Process ID and Parent Process ID

Each process has a process ID (PID), a positive integer that uniquely identifies the process on the system. Process IDs are used and returned by a variety of system calls. For example, the kill() system call allows the caller to send a signal to a process with a specific process ID

The getpid() system call returns the Process ID of the calling process:

#include <unistd.h>

pid_t getpid(void); /* Always successfully returns the process ID of caller */

The init process always has process ID 1. The Linux kernel limits process ids to being less than or equal to 32,767. Once it reaches this number, the kernel resets its process ID counter so that it stars from a lower integer value. On Linux, its reset to 300 rather than 1 as many low-numbered process IDs are in permanent use.

The default process ID limit can be changed via the file /proc/sys/kernel/pid_max. On 32 bit systems the limit is 32,768, but on 64-bit systems this number can be anywhere uptil 2^22.

Each process has a parent that created it. The parent process id can be found out using getppid() system call:

#include <unistd.h>

pid_t getppid(void); /* Always successfully returns parent process ID of caller */

The parent of any process can also be found out by looking at the Ppid field provided in the linux specific file /proc/PID/status.

Note:: If a child process becomes orphaned because its parent process terminated, the child is adopted by the init process, and subsequent calls to getppid() in the child returns 1.

Process Memory layout

The memory allocated to each process is composed of a number of parts referred to as segments:

  • The text segment contains the machine language instructions of the process code. The text segment is made read only so that it cannot be accidentally modified by a bad pointer. Since many processes run the same program, it is also made shareble so that a single copy of the program code can be mapped into the virtual address space of the processes.

  • data segments:

    • The initialized data segment contains global and static variables that are explicitly initialized.

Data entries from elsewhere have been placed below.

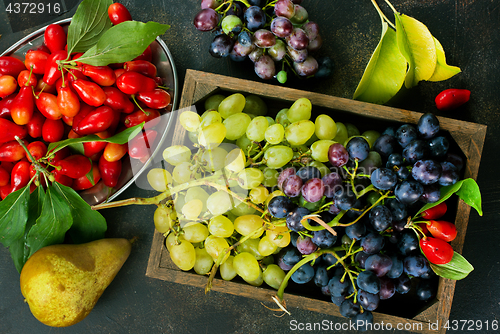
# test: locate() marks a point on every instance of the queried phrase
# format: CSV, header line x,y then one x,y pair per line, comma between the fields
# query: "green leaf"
x,y
14,215
416,44
471,195
123,42
119,138
457,269
54,221
385,73
88,225
89,23
443,71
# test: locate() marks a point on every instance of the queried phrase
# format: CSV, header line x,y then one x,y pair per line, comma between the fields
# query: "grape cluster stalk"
x,y
276,35
286,201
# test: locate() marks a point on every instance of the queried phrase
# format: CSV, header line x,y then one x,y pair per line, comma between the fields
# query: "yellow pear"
x,y
62,283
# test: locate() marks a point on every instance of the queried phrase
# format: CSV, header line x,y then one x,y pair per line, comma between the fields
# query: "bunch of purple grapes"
x,y
380,257
276,36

    • The uninitialized data segment contains global and static variables that are not explicitly initialized. Before starting the program, the system initializes all memory in this segment to 0. For historical reasons, it is also called the bss segment, a name derived from an old assembler mnemonic for “block started by symbol”.

    The reason for this separation is that space for uninitialized data is not necessary to be allocated to the program on disk. The executable only needs to store the location and size required for the uninitialized data segment and this space is allocated by the program loader at runtime.

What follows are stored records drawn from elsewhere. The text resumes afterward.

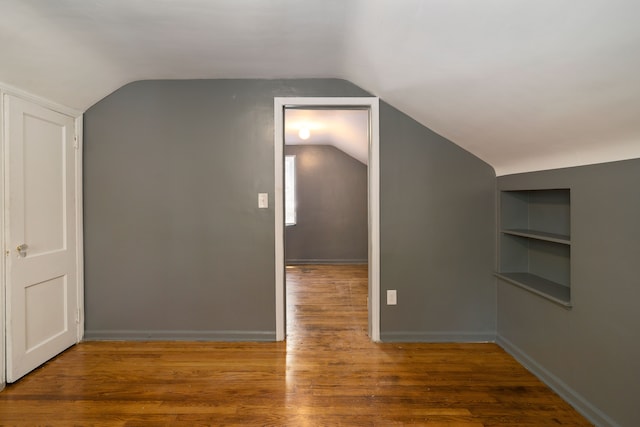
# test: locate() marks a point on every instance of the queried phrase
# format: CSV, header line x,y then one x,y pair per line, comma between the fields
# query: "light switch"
x,y
392,297
263,200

  • The stack is a dynamically growing segment. A function stores the function’s local variables, arguments and return addresses on the stack.

  • The heap is an area from which memory can be allocated dynamically during runtime.

virtual memory layout

Virtual Memory

The memory layout we are talking about is the process’s virtual memory. A virtual memory scheme splits the memory used by each process into small units called pages. Correspondingly RAM is divided into a series of page frames of the same size.

In order to support this organization the kernel maintains a page table for each process. The page table describes the location of each page in the process’s virtual address space (the set of all virtual memory pages available to the process). Each entry in the page table either indicates the location of a virtual page in RAM or indicates that it currently resides on disk (swap).

page mapping

At any one time, only some of the pages of a program need to be resident in physical memory page frames; these pages form the so-called resident set. Copies of the unused pages of a program are maintained in the swap area—a reserved area of disk space used to supplement the computer’s RAM—and loaded into physical memory only as required.

If a process refer to a page that is not currently on physical memory, then a page fault occurs, at which stage kernel suspends execution of the process till the page is loaded from disk into memory.